His expression softened. "Tessa, listen. Beautiful is just one word with so many meanings. You don't have to be everything that the word means. You just have to find how it already perfectly defines you."
I wasn't sure if Jake was still aware that he was talking to a twelve-year-old despite my very adult ways but something in what he said cracked a big piece off that chip I'd worn on my shoulder since the day I understood that I couldn't be beautiful.
If someone as magnificent and as kind as Jake Hastings thought that I was already beautiful, then it ought to be true.
I believed him that night.
Worse, I fell in love with him right after he'd said those magical words.
When Valentine's Day came a couple months later, I gave him a letter to tell him exactly that because a happily-in-love, totally-feeling-beautiful Tessa wasn't a smart one. A smart Tessa wouldn't have sworn eternal love and promised a grand wedding in a big church.
I waited quietly as he read it, trying to figure out his softly smiling expression. He gave me a broad grin after he lowered the paper and put a hand on top of my head.
"Tessa, you're a very sweet girl," he said, still beaming. "But you're still much too young for love. You'll have to give it several more years before you can really learn what it means."

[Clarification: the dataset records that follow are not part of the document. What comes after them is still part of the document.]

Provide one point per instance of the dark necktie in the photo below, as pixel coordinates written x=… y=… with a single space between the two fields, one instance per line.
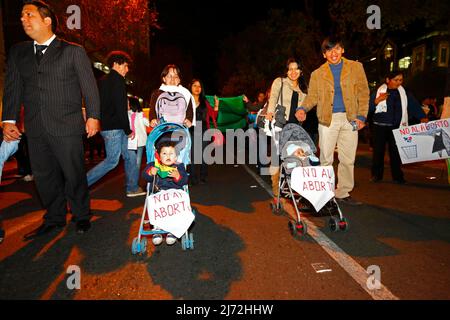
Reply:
x=39 y=52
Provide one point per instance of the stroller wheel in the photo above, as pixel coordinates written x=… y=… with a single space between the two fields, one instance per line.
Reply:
x=278 y=211
x=135 y=246
x=143 y=245
x=191 y=241
x=298 y=229
x=184 y=242
x=334 y=224
x=343 y=224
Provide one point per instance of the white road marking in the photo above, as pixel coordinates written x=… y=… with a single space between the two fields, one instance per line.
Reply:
x=355 y=270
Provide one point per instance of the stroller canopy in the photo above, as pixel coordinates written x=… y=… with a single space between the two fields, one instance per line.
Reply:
x=174 y=132
x=292 y=133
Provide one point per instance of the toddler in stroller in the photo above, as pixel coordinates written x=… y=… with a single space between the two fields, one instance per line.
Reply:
x=298 y=150
x=168 y=152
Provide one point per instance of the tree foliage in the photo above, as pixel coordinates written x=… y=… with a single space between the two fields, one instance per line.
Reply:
x=108 y=25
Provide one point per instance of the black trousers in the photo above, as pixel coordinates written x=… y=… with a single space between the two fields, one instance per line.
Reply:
x=60 y=176
x=383 y=135
x=197 y=171
x=23 y=157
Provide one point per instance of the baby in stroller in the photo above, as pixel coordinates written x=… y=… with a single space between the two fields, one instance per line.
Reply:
x=168 y=153
x=165 y=173
x=298 y=150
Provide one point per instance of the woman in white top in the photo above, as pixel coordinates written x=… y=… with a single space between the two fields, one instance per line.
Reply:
x=138 y=137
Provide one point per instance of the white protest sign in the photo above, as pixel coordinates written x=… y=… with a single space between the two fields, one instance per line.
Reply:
x=316 y=184
x=132 y=143
x=424 y=141
x=170 y=210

I wasn't sure exactly what he was saying but my heart was thundering too wildly already to back away at that moment. "Okay. I can wait. Will you wait?"
He laughed and really, when Jake laughed, the world grew brighter. It just did. The light would catch the glints of gold in his dark blonde hair and make his green eyes sparkle.
"For a beautiful girl like you, any guy with a brain would wait," he said. His hand ruffled my hair before he cupped my chin with it. "And if you still love me years from now, when you're old enough and I still have a brain, will you still marry me in that big grand church?"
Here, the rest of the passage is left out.